Amber GAFF is definitely extremely attractive and the primary choice for a ligand bound system. When the latest LIPID 11 FF in Amber 12 come out, Amber should be the first choice for many people especially those work with ligand.
4. Efficiency
Although the hardware of computer develops so fast nowadays that CPU update one generation almost each year, the efficiency of MD simulations seems don't improve so much these days. For instance: no matter how many CPU we use, for a typical membrane protein simulation (132 lipids, 300aa protein, 50,000 atoms in all) with full atom FF and typical cutoff (9-10) with PME: Gromacs can get up to 20 ns/day (double precision), Amber 12 ns/day, NAMD 4ns/day. Desmond is an exception since the parralization is much more superior than any other MD tools, it can up to 100 ns/day with 512 CPU. It can even up to several microsecond/day in Anton with full atom FF. It would be a wise option to use either Desmond or Gromacs, if one would like to run hundreds of ns with full atom FF. Of course, it is also acceptable for Amber and NAMD CPU performance if the simulation only last for tens of ns.

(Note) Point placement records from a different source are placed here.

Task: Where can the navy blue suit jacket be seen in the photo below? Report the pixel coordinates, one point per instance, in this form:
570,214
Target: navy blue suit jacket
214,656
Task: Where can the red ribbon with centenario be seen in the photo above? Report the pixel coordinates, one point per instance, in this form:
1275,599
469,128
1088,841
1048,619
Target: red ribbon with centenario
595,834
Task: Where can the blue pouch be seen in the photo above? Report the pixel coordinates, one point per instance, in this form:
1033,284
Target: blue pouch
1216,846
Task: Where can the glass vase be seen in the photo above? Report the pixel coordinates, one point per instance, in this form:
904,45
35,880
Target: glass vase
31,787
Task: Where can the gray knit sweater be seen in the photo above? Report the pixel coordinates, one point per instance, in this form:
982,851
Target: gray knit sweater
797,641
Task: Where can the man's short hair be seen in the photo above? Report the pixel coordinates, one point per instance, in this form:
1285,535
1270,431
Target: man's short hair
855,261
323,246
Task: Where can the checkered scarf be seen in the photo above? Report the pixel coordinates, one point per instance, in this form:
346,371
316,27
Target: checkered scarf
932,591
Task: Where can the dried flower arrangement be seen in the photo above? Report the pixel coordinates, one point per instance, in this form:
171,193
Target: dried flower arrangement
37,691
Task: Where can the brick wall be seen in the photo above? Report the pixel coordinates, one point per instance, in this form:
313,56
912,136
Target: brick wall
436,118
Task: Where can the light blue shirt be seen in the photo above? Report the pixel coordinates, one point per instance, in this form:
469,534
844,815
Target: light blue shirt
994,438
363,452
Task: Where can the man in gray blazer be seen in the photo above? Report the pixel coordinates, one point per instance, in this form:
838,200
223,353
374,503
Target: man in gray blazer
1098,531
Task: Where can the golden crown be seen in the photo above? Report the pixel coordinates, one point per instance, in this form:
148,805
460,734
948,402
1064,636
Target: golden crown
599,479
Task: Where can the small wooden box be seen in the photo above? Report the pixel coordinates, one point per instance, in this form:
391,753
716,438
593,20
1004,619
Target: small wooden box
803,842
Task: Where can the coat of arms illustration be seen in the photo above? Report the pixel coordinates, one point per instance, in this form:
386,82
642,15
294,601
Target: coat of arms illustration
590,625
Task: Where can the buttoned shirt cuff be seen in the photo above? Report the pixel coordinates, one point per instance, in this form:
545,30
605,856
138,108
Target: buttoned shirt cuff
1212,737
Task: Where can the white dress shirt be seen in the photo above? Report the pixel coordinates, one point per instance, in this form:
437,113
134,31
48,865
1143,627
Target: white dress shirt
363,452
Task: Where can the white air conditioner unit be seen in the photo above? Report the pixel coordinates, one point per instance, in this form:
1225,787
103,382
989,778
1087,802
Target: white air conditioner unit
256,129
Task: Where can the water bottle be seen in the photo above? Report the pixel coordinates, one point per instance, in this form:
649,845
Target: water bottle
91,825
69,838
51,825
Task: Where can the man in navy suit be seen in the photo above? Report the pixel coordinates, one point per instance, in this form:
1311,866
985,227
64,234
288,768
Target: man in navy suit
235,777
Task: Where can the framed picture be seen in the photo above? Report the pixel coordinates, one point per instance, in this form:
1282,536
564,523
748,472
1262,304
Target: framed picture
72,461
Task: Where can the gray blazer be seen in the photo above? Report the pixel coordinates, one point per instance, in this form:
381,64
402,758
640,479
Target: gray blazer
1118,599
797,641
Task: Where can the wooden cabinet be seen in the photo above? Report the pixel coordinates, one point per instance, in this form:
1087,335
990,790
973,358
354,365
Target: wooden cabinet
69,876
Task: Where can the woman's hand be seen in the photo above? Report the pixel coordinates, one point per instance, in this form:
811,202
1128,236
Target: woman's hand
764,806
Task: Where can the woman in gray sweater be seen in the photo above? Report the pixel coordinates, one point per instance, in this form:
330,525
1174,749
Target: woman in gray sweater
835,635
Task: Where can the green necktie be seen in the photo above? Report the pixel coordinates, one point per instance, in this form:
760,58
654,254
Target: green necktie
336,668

GPU technology is developing quite fast in recent one or two years and it also bring exciting news for computational work especially NVIDIA CUDA accelerations. For instance, with two GTX590, Amber 12 can get up to 20ns/day while 24 core i7 3.6 GHz CPU can only get 4ns/day (with intel compiler, gnu is even much slower). NAMD on the other hand, can get 5ns/day with CUDA acceleration while 24 core i7 3.6 GHz CPU can only get 0.5 ns/day. Currently, GPU calculation is not supported in Desmond, but this feature is expected to be available in next version.